Call for Pope to debunk papal bulls that backed colonisation

Pressure is growing on Rome to explicitly reject a series of 15th century papal bulls and decrees that justified the colonisation of indigenous peoples.

The Leadership Conference of Women Religious in the United States is calling on Pope Francis to clarify and repudiate any remaining legal status of what is known as the “Doctrine of Discovery”.

The LCWR also wants the Pope to issue a pastoral statement to courts of settler nations, urging them to change laws derived from the doctrine.

The Doctrine of Discovery is a series of papal bulls, or decrees, which gave Christian explorers the right to lay claim to any land that was not inhabited by Christians and was available to be “discovered”.

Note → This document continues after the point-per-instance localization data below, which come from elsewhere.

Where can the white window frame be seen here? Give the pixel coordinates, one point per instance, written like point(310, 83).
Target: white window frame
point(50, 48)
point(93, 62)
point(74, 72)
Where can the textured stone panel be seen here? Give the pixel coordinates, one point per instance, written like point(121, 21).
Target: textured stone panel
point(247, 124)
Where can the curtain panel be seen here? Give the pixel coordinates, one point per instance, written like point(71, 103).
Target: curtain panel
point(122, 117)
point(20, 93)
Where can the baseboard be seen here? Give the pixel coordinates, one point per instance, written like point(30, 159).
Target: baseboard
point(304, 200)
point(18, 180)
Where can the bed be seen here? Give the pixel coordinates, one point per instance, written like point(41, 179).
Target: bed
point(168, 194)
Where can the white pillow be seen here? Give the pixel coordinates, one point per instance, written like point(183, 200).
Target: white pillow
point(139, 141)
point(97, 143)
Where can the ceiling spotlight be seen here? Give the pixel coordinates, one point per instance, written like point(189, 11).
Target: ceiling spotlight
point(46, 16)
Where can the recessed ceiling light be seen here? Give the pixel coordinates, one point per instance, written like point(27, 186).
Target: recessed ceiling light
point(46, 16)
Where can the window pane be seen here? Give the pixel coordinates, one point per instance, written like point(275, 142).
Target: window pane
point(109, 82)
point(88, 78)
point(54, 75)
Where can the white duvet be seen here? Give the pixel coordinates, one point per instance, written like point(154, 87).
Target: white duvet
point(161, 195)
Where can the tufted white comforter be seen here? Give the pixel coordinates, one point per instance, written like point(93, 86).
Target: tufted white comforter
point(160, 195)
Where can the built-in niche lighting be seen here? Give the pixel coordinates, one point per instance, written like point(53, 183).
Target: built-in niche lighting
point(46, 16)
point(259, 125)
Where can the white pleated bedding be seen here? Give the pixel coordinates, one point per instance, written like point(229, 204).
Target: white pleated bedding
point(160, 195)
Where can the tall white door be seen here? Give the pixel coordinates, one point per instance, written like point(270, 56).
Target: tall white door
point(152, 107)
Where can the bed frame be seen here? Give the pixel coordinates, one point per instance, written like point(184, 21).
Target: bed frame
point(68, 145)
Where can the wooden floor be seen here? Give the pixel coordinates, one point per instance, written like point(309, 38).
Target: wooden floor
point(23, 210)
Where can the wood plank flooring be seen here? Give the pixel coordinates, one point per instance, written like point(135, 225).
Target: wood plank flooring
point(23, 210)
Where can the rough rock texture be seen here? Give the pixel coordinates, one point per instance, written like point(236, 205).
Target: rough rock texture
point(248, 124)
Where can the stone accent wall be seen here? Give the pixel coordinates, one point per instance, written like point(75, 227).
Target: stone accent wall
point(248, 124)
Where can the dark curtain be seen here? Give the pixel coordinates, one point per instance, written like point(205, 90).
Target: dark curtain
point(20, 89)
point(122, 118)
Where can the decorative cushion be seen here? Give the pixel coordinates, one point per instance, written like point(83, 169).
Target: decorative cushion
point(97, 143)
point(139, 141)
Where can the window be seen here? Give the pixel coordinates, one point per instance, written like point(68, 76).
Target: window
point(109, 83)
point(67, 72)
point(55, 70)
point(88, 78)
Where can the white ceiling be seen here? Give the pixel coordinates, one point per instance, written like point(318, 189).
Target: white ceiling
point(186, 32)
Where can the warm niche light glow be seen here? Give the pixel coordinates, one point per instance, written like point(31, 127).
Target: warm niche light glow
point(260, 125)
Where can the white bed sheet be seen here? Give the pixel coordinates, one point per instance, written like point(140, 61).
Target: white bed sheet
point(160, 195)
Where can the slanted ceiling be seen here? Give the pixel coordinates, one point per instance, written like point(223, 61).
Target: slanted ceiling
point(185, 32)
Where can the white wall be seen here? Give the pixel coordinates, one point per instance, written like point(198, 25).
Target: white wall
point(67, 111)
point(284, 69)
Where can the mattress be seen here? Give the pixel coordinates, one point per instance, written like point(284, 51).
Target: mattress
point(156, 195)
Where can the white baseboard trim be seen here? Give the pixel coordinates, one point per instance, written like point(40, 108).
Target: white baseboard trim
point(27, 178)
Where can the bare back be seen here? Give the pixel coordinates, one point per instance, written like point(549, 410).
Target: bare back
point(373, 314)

If its inhabitants could be converted, they might be spared. If not, they could be enslaved or killed.

The Doctrine of Discovery remains influential in legal circles and, since 1823, has been enshrined in US law.

It is often cited as a way of arguing that nomadic Native American Indians occupied the land, but did not own it.

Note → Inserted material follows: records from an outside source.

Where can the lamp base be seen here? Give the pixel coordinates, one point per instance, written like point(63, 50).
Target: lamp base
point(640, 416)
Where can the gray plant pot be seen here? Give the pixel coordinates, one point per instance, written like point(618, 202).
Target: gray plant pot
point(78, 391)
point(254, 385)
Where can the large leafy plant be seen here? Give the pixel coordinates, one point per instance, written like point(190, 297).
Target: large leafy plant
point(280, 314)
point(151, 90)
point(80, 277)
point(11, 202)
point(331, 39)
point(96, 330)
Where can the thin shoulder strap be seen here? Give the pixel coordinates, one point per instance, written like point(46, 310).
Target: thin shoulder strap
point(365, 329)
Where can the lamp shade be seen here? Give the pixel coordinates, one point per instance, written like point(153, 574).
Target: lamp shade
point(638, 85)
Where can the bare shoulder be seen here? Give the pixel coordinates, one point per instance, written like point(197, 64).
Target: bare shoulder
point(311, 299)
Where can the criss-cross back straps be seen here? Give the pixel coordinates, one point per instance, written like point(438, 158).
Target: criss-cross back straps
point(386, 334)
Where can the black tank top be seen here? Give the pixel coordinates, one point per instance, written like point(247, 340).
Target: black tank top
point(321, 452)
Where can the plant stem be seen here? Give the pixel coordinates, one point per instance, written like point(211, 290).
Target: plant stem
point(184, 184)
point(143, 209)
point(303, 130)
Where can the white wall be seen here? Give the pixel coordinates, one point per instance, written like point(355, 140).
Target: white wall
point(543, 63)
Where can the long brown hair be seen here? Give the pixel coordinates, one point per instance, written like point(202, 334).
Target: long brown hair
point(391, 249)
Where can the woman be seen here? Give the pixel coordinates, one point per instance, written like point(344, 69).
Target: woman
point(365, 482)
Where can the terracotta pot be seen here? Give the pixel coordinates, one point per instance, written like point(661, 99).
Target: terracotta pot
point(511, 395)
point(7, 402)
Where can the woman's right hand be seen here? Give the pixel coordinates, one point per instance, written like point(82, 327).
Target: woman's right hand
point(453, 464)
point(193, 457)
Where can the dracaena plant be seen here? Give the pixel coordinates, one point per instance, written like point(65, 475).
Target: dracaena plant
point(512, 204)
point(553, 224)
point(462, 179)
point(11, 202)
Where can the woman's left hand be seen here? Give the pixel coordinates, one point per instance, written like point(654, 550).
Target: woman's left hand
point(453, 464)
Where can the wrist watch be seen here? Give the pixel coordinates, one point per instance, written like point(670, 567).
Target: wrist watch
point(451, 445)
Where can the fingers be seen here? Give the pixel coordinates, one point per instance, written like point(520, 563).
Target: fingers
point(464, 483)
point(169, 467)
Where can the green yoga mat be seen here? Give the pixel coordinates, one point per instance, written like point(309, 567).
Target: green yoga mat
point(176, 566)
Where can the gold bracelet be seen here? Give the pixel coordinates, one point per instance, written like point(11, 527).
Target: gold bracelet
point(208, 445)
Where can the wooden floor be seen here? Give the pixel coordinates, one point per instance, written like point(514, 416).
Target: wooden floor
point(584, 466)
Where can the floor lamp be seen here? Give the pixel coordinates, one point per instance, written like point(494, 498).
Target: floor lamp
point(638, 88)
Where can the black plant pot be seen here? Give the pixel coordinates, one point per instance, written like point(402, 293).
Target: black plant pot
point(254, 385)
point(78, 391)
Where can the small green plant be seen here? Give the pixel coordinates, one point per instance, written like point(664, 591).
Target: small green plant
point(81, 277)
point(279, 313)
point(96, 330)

In 2005, US Supreme Court Justice Ruth Bader Ginsburg cited the doctrine in a land-claim ruling against the Oneidas nation.

Late last year, 13 Catholic groups, including the Loreto sisters, officially asked the Pope to rescind the decrees.

“When I learned about it, I was horrified,” said Loreto Sister Maureen Fiedler, who has sent a letter to the Pope on the subject.

Her order marked its 200th anniversary by challenging “the papal sanctioning of Christian enslavement and power over non-Christians”.

US indigenous groups have sought to overturn the doctrine since at least 1984.

In its 2007 Declaration of the Rights of Indigenous Peoples, the United Nations condemned policies like the Doctrine of Discovery.

If the Church was to disavow the doctrine, it would remove a legal argument against tribal land claims, said Oren Lyons, a faith keeper of the Turtle clan in the Onondaga nation.

The Vatican has said that later bulls and papal apologies show the Church no longer supports the doctrine.

“The wrongs done to the indigenous people need to be honestly acknowledged,” Saint John Paul II said in 1998.

He also delivered a sweeping apology in 2000 for the Church’s mistreatment of groups, including indigenous peoples.